The larger the changes, the higher the cost to support and maintain.In general, if a new fork is costly, but has sufficient value to BitGo customers, BitGo will use its best efforts to enable BitGo customers access to the new coin. However, it may affect the timing under which BitGo can do so.

Timing

New airdrops and forks usually are introduced with some notification before the airdrop or fork occurs. However, sometimes these notification periods can be very short - less than 8 weeks. Additionally, airdrops can be done in such a way that the airdrop later will “expire”, giving implementers only short windows of time to claim the airdrop before the value is lost.

Unfortunately, BitGo cannot guarantee to support new forks or airdrops within any short timeframe. Business obligations, developer availability, and cost are all material factors, and safety, testing, quality, and service are our primary objectives. While BitGo will do its best to make value available to its customers, we cannot guarantee a specific timeframe when the exact considerations of future forks can be so varied.

Finally, should BitGo elect not to support a fork at one point in time, it does not mean that BitGo will never support that Fork. For example, upon launch, a Fork may not meet the stability market capitalization, or liquidity thresholds for BitGo to support. In the future, should the Fork become viable, BitGo may, at its sole discretion, elect to support the Fork or Airdrop.

Policy

In the event of an upcoming modification to the Bitcoin Network or other applicable Network that could potentially result in a Digital Asset Network Fork or Airdrop, BitGo will use best commercial efforts to provide the value of the forked Digital Asset to Customer.

However, BitGo’s first concern is always security of Your existing Digital Assets. BitGo, at its sole discretion, may or may not decide to make Digital Assets available to Customer. Additionally, it may take significant time for BitGo to implement or provide access to any Digital Asset created as a result of a Fork. Customer indemnifies BitGo against any direct, indirect, incidental, special or consequential losses due to inability to access any Digital Asset created as a result of a Fork or Airdrop.
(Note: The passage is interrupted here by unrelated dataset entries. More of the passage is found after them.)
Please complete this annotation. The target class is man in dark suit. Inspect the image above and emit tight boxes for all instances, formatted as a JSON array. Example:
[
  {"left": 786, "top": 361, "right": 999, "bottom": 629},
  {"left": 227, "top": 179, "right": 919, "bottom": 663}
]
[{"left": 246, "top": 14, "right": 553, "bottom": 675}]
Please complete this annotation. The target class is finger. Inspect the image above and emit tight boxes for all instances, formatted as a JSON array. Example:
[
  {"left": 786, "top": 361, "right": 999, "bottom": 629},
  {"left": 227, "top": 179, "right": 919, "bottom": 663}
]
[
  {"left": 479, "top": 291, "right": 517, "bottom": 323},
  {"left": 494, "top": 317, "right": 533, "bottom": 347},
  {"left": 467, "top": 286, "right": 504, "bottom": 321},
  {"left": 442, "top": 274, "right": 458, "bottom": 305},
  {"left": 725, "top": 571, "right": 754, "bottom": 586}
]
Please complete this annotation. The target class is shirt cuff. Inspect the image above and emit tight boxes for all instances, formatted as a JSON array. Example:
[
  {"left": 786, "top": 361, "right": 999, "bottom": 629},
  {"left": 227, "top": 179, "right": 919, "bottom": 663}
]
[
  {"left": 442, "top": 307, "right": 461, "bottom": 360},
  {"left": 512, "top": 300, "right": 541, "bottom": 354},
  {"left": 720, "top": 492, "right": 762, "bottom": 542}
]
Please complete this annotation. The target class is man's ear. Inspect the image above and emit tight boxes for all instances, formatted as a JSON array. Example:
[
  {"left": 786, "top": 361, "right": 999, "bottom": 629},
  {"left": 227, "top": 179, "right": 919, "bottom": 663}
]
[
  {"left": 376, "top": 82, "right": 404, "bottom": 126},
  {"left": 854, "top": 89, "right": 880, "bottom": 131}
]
In the event that BitGo does consider a Fork to be technically safe with sufficient market value and liquidity, but Customer desires access to the Fork in advance of the timing that BitGo can provide due to cost or timing considerations, BitGo will, in good faith with Customer, determine a product plan to enable Customer to access the value of the Fork or airdrop such that the Customer, at its sole expense, could access the coin.

BitGo reserves the right to update this policy and the criteria for measuring the viability of a Fork or Airdrop from time to time based on new technological, legal, or environmental factors that may emerge.